It really is a pain changing blades, which is why most people leave it well beyond when the blades are blunt. Using sharp blades really is worth the effort though!
regards,
Philly :D
 
Hi Steve
I think you got your scallops a bit back to front there. The cutter is set to the bottom of the scollop and the wood will ride on the tops of the scallops or crest. I've just looked up the spelling scallops by the way and both spellings are correct. But getting back to the point I guess plus or minus a thou or two ain't really worth worrying about.
Sorry Steve as I said in the previous post I'm just bored.

All the best

John
 
johnjin":2zl7s81l said:
It just goes to show that I have nothing better to do at the moment. Now I will sit back and wait for someone in a similar position to correct my maths. 8)

All the best

John

Christ, you need to get out in the workshop me thinks...... anything will do as a project, even tidying up if it's that bad. Or sharpening, or if you truly have no inspiration for projects, you could try tuning a hand-plane. :roll:

Adam
 
Hi Adam
Yup I've got to agree with you.
The only problem is, its getting on for three thousand miles from here. But not to worry I'm getting lots of ideas for when I do get back to the workshop. In the meantime I will just carry on browsing this forum and dreaming.

All the best

John
 
johnjin":ho7nqzce said:
Hi Adam
Yup I've got to agree with you.
The only problem is, its getting on for three thousand miles from here. But not to worry I'm getting lots of ideas for when I do get back to the workshop. In the meantime I will just carry on browsing this forum and dreaming.

All the best

John

Well, you need to get out to the local cabinet-makers for a smooch around, or have a look at some local furniture, or buy some "local tools" or design some projects? Hows that for a start - or trade some DIY for free drinks at the bar?

Adam
 
Hmm that's all very interesting!
I always set my blades so that a straight edge is dragged 1-2mm. Any less than that and the outfeed table does seem fractionally higher than the wood - I guess due to the scalloping effect that you are talking about.
The advice I had years ago from NMA was to aim to get the blades just above level with the outfeed, by aiming for this drag of 3-4mm. In practice though, I've always found that to be too much and it gives snipe at the end of the board.
Steve - I agree with you about setting the blade, I was just trying to be simplistic for the sake of not obfuscating Kityuser's dilemma!
Johnjin - even if you are technically correct (and it looks like you can do the maths!) there's always a discrepancy between theory and practice when it comes to woodworking! :wink:
 
Hi Johnjin - do you live alone? :lol:

Well that seems to have rattled a few Sunday afternoon armchair surfers quite nicely! :D

I really wasn't trying to be clever-clever. It's just that I set mine with a dial indicator, it measures to 0.01mm, and I find that if I set it level the workpiece fouls, and if I raise it 3 or 4 thou it cuts sweetly. The scallop explanation is what I assumed was the cause, but I'm certainly not going to argue with the maths.

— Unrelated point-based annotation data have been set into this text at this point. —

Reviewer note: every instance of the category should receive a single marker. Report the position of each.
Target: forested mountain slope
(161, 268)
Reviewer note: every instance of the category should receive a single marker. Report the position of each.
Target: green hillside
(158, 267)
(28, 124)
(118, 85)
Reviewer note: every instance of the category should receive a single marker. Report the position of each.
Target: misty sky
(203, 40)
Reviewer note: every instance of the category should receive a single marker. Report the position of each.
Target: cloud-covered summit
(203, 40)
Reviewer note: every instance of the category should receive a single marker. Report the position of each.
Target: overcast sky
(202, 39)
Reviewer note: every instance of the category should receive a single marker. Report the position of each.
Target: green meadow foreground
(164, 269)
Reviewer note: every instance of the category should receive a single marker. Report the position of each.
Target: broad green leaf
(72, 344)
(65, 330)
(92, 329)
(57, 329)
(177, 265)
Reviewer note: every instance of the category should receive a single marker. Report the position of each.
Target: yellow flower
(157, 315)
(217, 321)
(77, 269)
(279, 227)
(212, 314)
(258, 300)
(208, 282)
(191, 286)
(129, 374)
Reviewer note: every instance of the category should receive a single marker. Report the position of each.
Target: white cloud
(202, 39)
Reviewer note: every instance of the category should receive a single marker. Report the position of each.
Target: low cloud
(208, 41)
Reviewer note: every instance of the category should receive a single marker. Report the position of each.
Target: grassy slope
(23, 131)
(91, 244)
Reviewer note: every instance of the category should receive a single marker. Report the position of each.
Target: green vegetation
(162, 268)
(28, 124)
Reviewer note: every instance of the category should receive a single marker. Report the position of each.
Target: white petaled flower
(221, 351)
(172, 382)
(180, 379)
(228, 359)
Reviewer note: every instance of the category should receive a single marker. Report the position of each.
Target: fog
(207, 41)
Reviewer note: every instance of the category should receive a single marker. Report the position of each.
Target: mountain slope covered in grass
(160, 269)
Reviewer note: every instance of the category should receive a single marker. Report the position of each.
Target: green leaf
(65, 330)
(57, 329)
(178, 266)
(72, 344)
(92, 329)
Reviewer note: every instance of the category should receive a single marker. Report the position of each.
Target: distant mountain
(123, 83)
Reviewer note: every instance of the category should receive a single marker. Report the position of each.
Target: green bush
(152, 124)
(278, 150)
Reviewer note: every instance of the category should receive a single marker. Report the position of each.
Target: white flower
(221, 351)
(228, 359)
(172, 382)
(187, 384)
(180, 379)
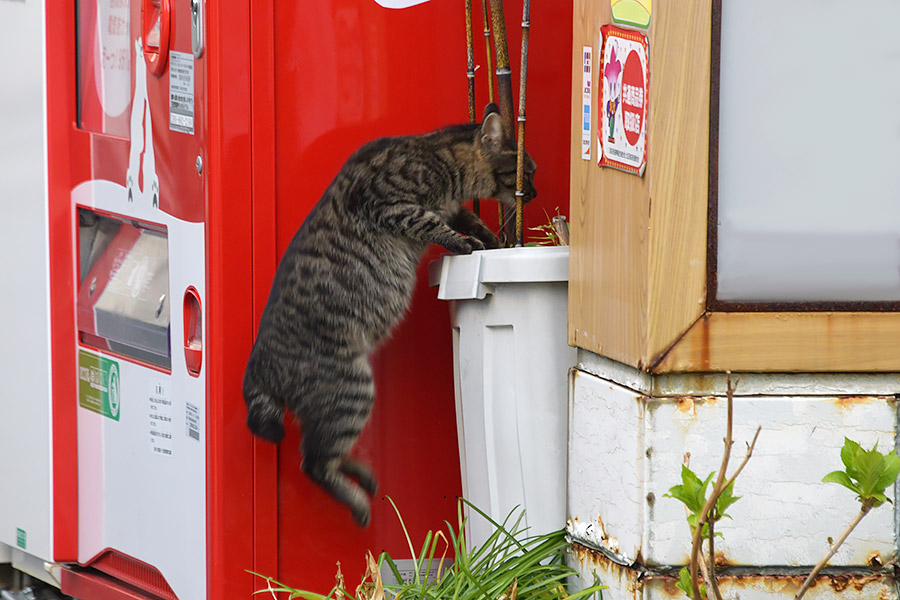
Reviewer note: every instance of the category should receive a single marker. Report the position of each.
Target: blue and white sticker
(586, 101)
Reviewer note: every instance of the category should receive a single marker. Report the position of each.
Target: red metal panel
(60, 118)
(263, 128)
(229, 299)
(96, 586)
(348, 71)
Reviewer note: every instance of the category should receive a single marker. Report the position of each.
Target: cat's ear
(492, 132)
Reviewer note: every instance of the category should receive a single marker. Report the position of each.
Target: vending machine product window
(123, 289)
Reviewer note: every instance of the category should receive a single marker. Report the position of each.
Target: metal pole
(470, 73)
(486, 17)
(504, 96)
(520, 157)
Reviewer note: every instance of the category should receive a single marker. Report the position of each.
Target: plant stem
(721, 485)
(713, 583)
(711, 501)
(866, 507)
(703, 570)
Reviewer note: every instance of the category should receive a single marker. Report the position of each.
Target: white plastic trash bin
(508, 309)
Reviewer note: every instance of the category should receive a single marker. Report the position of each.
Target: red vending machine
(188, 140)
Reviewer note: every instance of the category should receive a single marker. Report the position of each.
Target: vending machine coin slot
(155, 27)
(193, 332)
(123, 292)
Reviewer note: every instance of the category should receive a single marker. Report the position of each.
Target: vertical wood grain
(678, 152)
(608, 275)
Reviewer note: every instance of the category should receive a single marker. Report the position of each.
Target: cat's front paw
(489, 240)
(464, 245)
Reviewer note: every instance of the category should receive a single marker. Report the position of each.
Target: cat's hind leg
(333, 411)
(265, 415)
(362, 473)
(327, 473)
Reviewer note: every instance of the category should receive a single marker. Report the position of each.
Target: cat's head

If you find that dead-level works for you, go with it.

Cheers
Steve
(going back into the garden with a refill...)
 
cheers for all the comments lads (and gals).

the infeed table on the planer is`nt adjustable, but the outfeed table was SSSOOOOOO far out.

I purchased a staight edge from the axminster shop (what an aladins cave that place is, Mrs kityuser HATED it :shock: )

.. checked the tables and the cutter block and found the the outfeed table was 3 mm to high, and not level :?

Although "adjustable" the outfeed table was locked into position by a pin, after this was removed and 2 holes made bigger.... bobs your uncle.
(I posted a pic, just need charley to validate it).

I got SO excited that i rushed out when Mrs kityuser was having a nap and made my first raised panel door.!!!